By Sola Ogundipe
The National Mobile Health Insurance Programme, NMHIP, launched last year under the National Health Insurance Scheme, NHIS, is being undermined by series of bureaucratic bottlenecks and disagreements between identity managers over exorbitant administrative charges demanded and Mobile Network Operators.
The NMHIP introduced in 2014, to remove physical and financial barriers to registration under the NHIS from a mobile phone, is currently functioning sub-optimally.
The Acting Executive Secretary of the NHIS, Mr Femi Akingbade, said the spread of the programme had been slowed and admitted that the scheme was experiencing delivery failure as a result.
Akingbade who spoke to journalists in Abuja, weekend, said the Scheme had not been optimally providing the mobile health insurance payments and fees accruing from agreed distribution of funds were being reduce to nothing by the high administrative charges on mobile network operators.
He said the programme was experiencing delivery failure because the stakeholders seem not to totally agree with the payments and fees that are coming to them based on the agreed distribution of the funds that are being contributed.

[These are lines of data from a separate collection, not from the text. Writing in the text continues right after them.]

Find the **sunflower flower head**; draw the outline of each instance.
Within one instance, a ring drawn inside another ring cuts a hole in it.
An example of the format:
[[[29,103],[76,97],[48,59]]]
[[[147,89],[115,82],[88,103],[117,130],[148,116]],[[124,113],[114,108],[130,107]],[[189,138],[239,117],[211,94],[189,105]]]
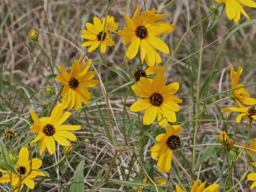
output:
[[[161,173],[167,173],[171,168],[172,150],[181,145],[181,140],[177,135],[181,129],[179,125],[172,126],[169,124],[166,133],[157,136],[155,139],[158,142],[150,149],[151,157],[158,158],[157,167]]]
[[[90,46],[88,50],[88,52],[92,51],[99,46],[101,39],[102,41],[100,49],[102,53],[105,53],[106,51],[107,45],[111,47],[115,44],[115,42],[109,35],[106,26],[110,30],[115,31],[118,27],[119,23],[115,23],[113,17],[109,17],[108,15],[107,16],[106,27],[105,27],[104,32],[103,32],[105,20],[105,18],[101,23],[98,18],[95,17],[93,18],[93,24],[90,23],[86,23],[85,24],[87,29],[82,31],[84,35],[81,35],[81,37],[89,40],[84,43],[82,47],[83,47]]]
[[[145,71],[138,70],[134,74],[134,78],[137,81],[139,81],[140,79],[142,77],[147,78],[147,75],[159,73],[163,73],[166,68],[165,67],[156,66],[149,67]]]
[[[35,170],[39,169],[43,163],[42,160],[38,158],[33,158],[32,160],[32,166],[31,167],[31,160],[28,160],[29,157],[29,153],[28,148],[26,147],[22,148],[19,153],[19,159],[13,167],[16,173],[13,173],[11,175],[12,185],[13,186],[14,188],[16,188],[20,181],[22,181],[21,188],[25,184],[30,189],[33,189],[35,187],[35,182],[32,179],[36,177],[38,175],[45,176],[44,173]],[[0,169],[0,171],[6,173],[0,178],[0,183],[10,182],[10,176],[7,174],[7,171]],[[20,179],[21,180],[20,180]]]
[[[131,19],[124,13],[128,27],[118,31],[118,34],[124,38],[122,42],[124,44],[131,42],[126,52],[126,56],[133,59],[137,55],[139,48],[140,48],[141,62],[145,59],[150,66],[153,66],[155,63],[161,63],[161,58],[156,49],[166,54],[170,50],[168,46],[162,40],[156,36],[171,32],[174,29],[173,24],[166,21],[155,21],[164,17],[167,13],[155,14],[155,8],[148,11],[144,11],[139,17],[139,8],[137,9]]]
[[[231,63],[231,71],[230,73],[230,76],[232,82],[232,89],[236,88],[244,85],[241,83],[238,84],[238,81],[240,76],[243,72],[243,68],[241,66],[239,67],[236,71],[234,71],[234,68]],[[256,99],[250,97],[250,94],[248,91],[245,90],[245,87],[243,87],[238,89],[234,90],[232,93],[234,95],[233,97],[236,101],[238,105],[241,106],[241,103],[245,105],[255,105],[256,104]]]
[[[157,117],[158,121],[162,119],[160,125],[165,128],[166,118],[171,122],[176,121],[175,111],[179,111],[178,103],[182,100],[173,94],[177,92],[179,83],[172,83],[165,85],[166,78],[162,73],[157,74],[152,80],[144,77],[140,77],[139,83],[132,86],[134,92],[145,99],[139,100],[133,104],[130,110],[137,112],[146,110],[143,118],[143,124],[149,125]],[[163,117],[166,117],[163,119]]]
[[[216,0],[220,3],[226,4],[226,13],[228,18],[238,22],[240,19],[241,13],[248,19],[249,17],[240,3],[251,7],[256,8],[256,3],[252,0]]]
[[[11,129],[9,129],[8,130],[5,130],[4,132],[4,136],[5,137],[5,138],[7,140],[12,139],[14,137],[15,134],[14,132],[12,131]]]
[[[64,107],[59,103],[53,109],[51,116],[38,118],[32,109],[30,113],[35,124],[30,127],[31,132],[38,133],[31,142],[39,141],[39,150],[42,156],[46,148],[51,155],[55,152],[55,140],[64,146],[70,145],[67,139],[73,141],[77,141],[77,137],[69,131],[75,131],[81,129],[78,125],[62,125],[71,114],[69,112],[63,113]]]
[[[30,30],[30,33],[28,32],[28,37],[31,39],[33,41],[37,41],[39,38],[39,34],[37,31],[34,31],[34,30]]]
[[[86,89],[98,85],[100,81],[91,79],[97,71],[88,71],[92,59],[88,59],[82,67],[82,63],[76,60],[72,64],[69,74],[62,66],[58,67],[61,74],[56,76],[57,80],[63,85],[61,94],[61,103],[64,109],[68,110],[74,106],[77,110],[82,107],[82,102],[86,105],[92,98],[90,93]]]
[[[221,109],[221,112],[226,112],[227,116],[228,116],[230,113],[233,112],[240,112],[240,114],[236,117],[236,120],[238,123],[239,123],[242,118],[245,119],[246,117],[248,121],[252,119],[252,122],[253,119],[256,119],[256,109],[253,107],[245,107],[241,105],[240,107],[232,107],[229,108],[224,108]]]
[[[252,165],[256,167],[256,162],[253,162]],[[254,181],[254,182],[251,186],[251,190],[252,190],[256,187],[256,173],[250,173],[247,175],[247,179],[249,181]]]
[[[218,192],[218,190],[220,188],[220,185],[218,184],[213,184],[203,190],[206,184],[206,180],[204,182],[199,185],[199,180],[198,179],[194,183],[190,190],[190,192]],[[178,185],[176,185],[176,191],[177,192],[184,192],[184,191]]]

“This can be attributed to a lot of things because we found out that because of the Mobile Network Operators involved, there are lots of government charges that they need to pay and a lot of the fees are going into administrative charges which we are trying to reduce,” he explained.
The Executive Secretary explained that the mobile health insurance programme required the NHIS to tap into the tele-density of nearly 120 million Nigerians registered on mobile networks, and link phone numbers to existing data already captured by operators during the period of SIM card registration.
“We need to collaborate with the Nigeria Communications Commission, NCC, National Identity Management Corporation, NIMC, Mobile Network Operators, and lots of other agencies that are into identity management and that actually slowed the process which we are actually working on.”
Akingbade said the NHIS is hoping to have access to the database in question, in order to rule out the need to capture fresh biometrics for new enrolees on the mobile health insurance.
“One of the things that we are still trying to work on and implore NCC to do is to release that data base for us for access to those data as it saves us a lot in recreating the wheel.
“They have already done a biometric registration and have the details of people that own these lines. What we are now saying is that if somebody that owns a line wants to register for NMHIP, please give me the data so that I don’t need to go ahead to start capturing a new biometric data.”
The NHIS and NIMC are collaborating on the harmonisation of the two data bases with the aim of facilitating easier registration.
The Scheme easier would directly reimburse all those already registered for the NMHIP. At least 20 Lagos hospitals were chosen to pilot the reimbursement of mobile health insurance affected by the development.